AIDEN, SIGN
Nach dem Interview mit Frontmann WILLIAM CONTROL zu seinem Solo-Album wollten wir uns natürlich auch das Konzert seiner Hauptband AIDEN im Berliner Knaack Club nicht entgehen lassen.
Doch davor blieb nach dem Interview noch einige Zeit, um das anwesende Publikum zu mustern. Ich kann mit Sicherheit sagen, dass ich noch nie auf einem Konzert mit so einem jungen Publikum mit so einem hohen weiblichen Anteil gewesen bin. Neben einigen Klischee-Emos tummelten sich die jungen Damen schon überraschend früh vor der Bühne, die Minderjährigen lustigerweise mit einem Kreuz auf der Hand markiert.
Als es dann mit der Live-Musik losging, mussten wir erst den Support SIGN aus Island über uns ergehen lassen. Eigentlich war die stampfende punkig angehauchte Rock-Musik der jungen Band ja nicht zu verachten, ich habe allerdings selbst vor geringem Publikum auch schon enthusiastischere Shows gesehen. Auch der Coversong “Run To The Hills” war dem Publikum, dem eigenen Stil und vor allem auch dem eigenen Können nicht unbedingt angemessen. Den wenigsten Anwesenden dürften IRON MAIDEN überhaupt ein Begriff gewesen sein und wenn, dann nur als Relikt aus den Zeiten der Väter und Großväter.
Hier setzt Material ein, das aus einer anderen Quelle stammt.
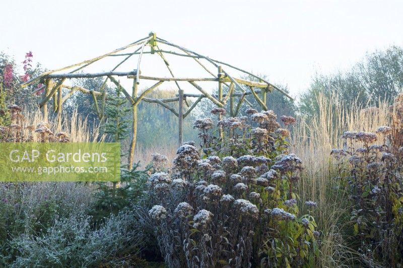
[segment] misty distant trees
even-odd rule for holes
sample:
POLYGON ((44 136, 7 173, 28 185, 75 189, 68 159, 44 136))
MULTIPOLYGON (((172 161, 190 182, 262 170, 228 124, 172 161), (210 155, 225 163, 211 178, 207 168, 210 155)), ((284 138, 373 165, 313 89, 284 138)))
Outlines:
POLYGON ((350 70, 329 75, 316 73, 300 98, 299 111, 317 112, 319 93, 330 97, 336 93, 342 101, 363 107, 376 106, 378 100, 391 102, 403 89, 403 49, 395 46, 367 53, 350 70))

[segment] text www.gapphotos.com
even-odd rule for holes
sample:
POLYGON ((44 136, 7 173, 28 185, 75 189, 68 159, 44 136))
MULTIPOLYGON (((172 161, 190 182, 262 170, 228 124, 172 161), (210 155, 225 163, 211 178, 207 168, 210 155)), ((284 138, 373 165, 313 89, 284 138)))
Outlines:
POLYGON ((107 173, 108 168, 106 166, 12 166, 11 171, 14 173, 50 175, 59 173, 107 173))

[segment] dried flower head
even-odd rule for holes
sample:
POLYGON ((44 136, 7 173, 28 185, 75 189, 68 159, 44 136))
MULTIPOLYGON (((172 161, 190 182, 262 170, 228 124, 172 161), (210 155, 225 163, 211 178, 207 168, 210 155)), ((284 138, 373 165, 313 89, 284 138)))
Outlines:
POLYGON ((359 156, 353 155, 349 158, 349 161, 350 161, 350 162, 352 164, 357 164, 362 163, 363 161, 364 161, 364 159, 359 156))
POLYGON ((222 204, 228 205, 233 202, 234 200, 235 200, 235 199, 234 198, 234 197, 231 195, 224 195, 221 197, 221 199, 220 200, 220 202, 222 204))
POLYGON ((392 128, 387 126, 382 126, 376 129, 375 133, 382 133, 383 135, 387 135, 392 131, 392 128))
POLYGON ((188 141, 186 141, 185 142, 184 142, 183 144, 182 144, 182 145, 184 145, 185 144, 187 144, 188 145, 191 145, 192 146, 195 146, 196 145, 196 143, 194 142, 194 141, 188 140, 188 141))
POLYGON ((242 177, 239 174, 233 174, 230 176, 230 182, 234 185, 242 182, 242 177))
POLYGON ((237 199, 234 202, 234 205, 239 209, 243 215, 250 216, 256 219, 259 216, 257 207, 248 200, 237 199))
POLYGON ((295 118, 292 116, 287 116, 286 115, 282 115, 280 117, 280 119, 284 123, 284 125, 287 126, 289 125, 291 125, 297 122, 295 118))
POLYGON ((249 194, 249 199, 250 200, 256 203, 261 203, 260 194, 255 192, 251 192, 249 194))
POLYGON ((262 177, 259 177, 255 181, 256 184, 259 186, 268 186, 268 180, 262 177))
POLYGON ((234 187, 234 190, 238 193, 243 193, 248 190, 248 186, 242 183, 237 184, 234 187))
POLYGON ((250 117, 252 121, 257 123, 262 123, 263 121, 268 120, 267 116, 261 113, 256 113, 252 115, 250 117))
POLYGON ((225 182, 225 172, 223 170, 217 170, 211 175, 213 182, 221 184, 225 182))
POLYGON ((181 178, 175 178, 172 180, 171 183, 171 187, 176 190, 181 190, 187 185, 187 182, 183 181, 181 178))
POLYGON ((162 183, 170 184, 172 181, 169 174, 165 172, 154 173, 149 178, 149 182, 151 186, 162 183))
POLYGON ((247 115, 253 115, 253 114, 257 114, 258 113, 257 110, 253 108, 248 108, 245 111, 247 115))
POLYGON ((155 163, 162 164, 168 162, 168 157, 163 154, 154 153, 151 154, 151 160, 155 163))
POLYGON ((242 178, 246 182, 253 180, 256 174, 256 169, 253 166, 245 166, 240 172, 242 178))
POLYGON ((276 133, 284 138, 291 137, 291 133, 290 131, 285 128, 279 128, 276 130, 276 133))
POLYGON ((179 218, 185 218, 193 214, 193 207, 186 202, 180 203, 174 210, 174 214, 179 218))
POLYGON ((240 166, 252 166, 256 163, 256 157, 247 154, 238 157, 237 159, 238 165, 240 166))
POLYGON ((167 210, 162 206, 156 205, 149 211, 148 215, 153 220, 160 221, 166 219, 167 210))
POLYGON ((309 225, 309 221, 306 218, 304 218, 301 219, 301 223, 306 227, 307 227, 309 225))
POLYGON ((196 119, 193 124, 193 128, 207 130, 211 129, 214 126, 214 123, 211 118, 203 118, 196 119))
POLYGON ((357 133, 357 131, 346 131, 342 136, 342 138, 354 139, 356 138, 357 133))
POLYGON ((311 201, 310 200, 305 201, 305 205, 311 208, 316 207, 317 205, 317 204, 316 204, 316 202, 314 202, 313 201, 311 201))
POLYGON ((159 196, 161 196, 169 192, 169 186, 165 183, 154 185, 154 191, 159 196))
POLYGON ((294 207, 294 206, 297 205, 297 200, 294 199, 289 199, 288 200, 286 200, 284 202, 283 202, 283 205, 284 206, 286 206, 289 208, 291 207, 294 207))
POLYGON ((210 161, 210 164, 213 166, 221 163, 221 159, 218 156, 212 155, 207 157, 207 159, 210 161))
POLYGON ((330 155, 333 155, 336 158, 340 158, 347 155, 347 152, 343 149, 332 149, 330 155))
POLYGON ((382 154, 381 161, 389 161, 393 162, 396 160, 394 155, 390 153, 383 153, 382 154))
POLYGON ((223 190, 218 185, 211 184, 205 188, 203 191, 205 201, 218 200, 221 197, 223 190))
POLYGON ((371 132, 360 131, 356 135, 356 139, 365 143, 371 143, 376 141, 376 134, 371 132))
POLYGON ((265 187, 264 189, 270 193, 274 193, 274 191, 276 191, 276 188, 272 187, 271 186, 267 186, 265 187))
POLYGON ((381 163, 373 162, 367 165, 367 168, 370 170, 376 170, 382 165, 381 163))
POLYGON ((289 212, 287 212, 286 211, 285 211, 283 209, 279 208, 275 208, 273 209, 270 210, 270 211, 268 211, 267 212, 270 212, 270 215, 274 218, 278 220, 286 220, 289 221, 294 221, 295 220, 295 215, 292 214, 291 213, 290 213, 289 212))
POLYGON ((372 195, 376 195, 377 194, 380 193, 382 190, 378 187, 377 185, 375 185, 375 187, 371 190, 371 194, 372 195))
POLYGON ((252 130, 252 134, 258 139, 267 140, 268 138, 268 132, 266 129, 256 128, 252 130))
POLYGON ((206 229, 213 221, 214 216, 213 214, 208 210, 205 209, 200 210, 193 217, 194 222, 193 226, 195 228, 206 229))
POLYGON ((262 175, 261 177, 270 181, 277 177, 278 174, 279 173, 275 170, 270 169, 267 172, 262 175))
POLYGON ((232 156, 226 156, 222 160, 223 169, 226 172, 236 170, 238 168, 238 162, 232 156))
Wesentlich besser lagen AIDEN da mit der Auswahl ihres Coversongs. “Die Die My Darling” vom 1999er Album “Famous Monsters” der MISFITS gaben AIDEN zum besten und dieser Coversong passte sowohl stilistisch hervorragend zur Band als auch zur Stimme von WILLIAM CONTROL, der auf der Bühne wirklich alles gab und unermüdlich sprang, rannte und sein Mikrofon durch die Gegend schleuderte. Auch Gitarrist ANGEL IBARRA und Bassist NICK WIGGINS zeigten 100% Leistung und wirbelten über die Bühne. Nach der doch etwas lahmen Show von SIGN lieferten AIDEN das perfekte Kontrastprogramm und brachten mit ihrer energiegeladenen Show das gesamte Publikum zum Tanzen und Singen. Zuträglich waren da natürlich auch die deutlich schnelleren Songs und die Routine, die AIDEN inzwischen haben und auch voll ausspielten.
Die Fans hatten auf jeden Fall sichtlich Spaß und feierten gerne mit der Band um WILLIAM CONTROL, der die positiven Reaktionen aus dem Publikum sichtlich genoss.
Es bleibt nach dem Abend aber trotzdem die Frage, warum zwei auswärtige Bands sich nicht lieber eine lokale Band mit ins Boot nehmen, die vielleicht auch ein paar Fans mitbringen kann. Denn gerade in Berlin ist es unter der Woche nicht unbedingt einfach, einen Club zu füllen. Eintrittspreise von 18 Euro und T-Shirt Preise von zunächst 20 Euro, die im Laufe des Konzerts noch auf 15 Euro reduziert wurden, wirken sicher auch nicht gerade umsatzsteigernd. Da kann sich der Merchandiser noch so sehr ins Zeug legen und Restbestände verschenken.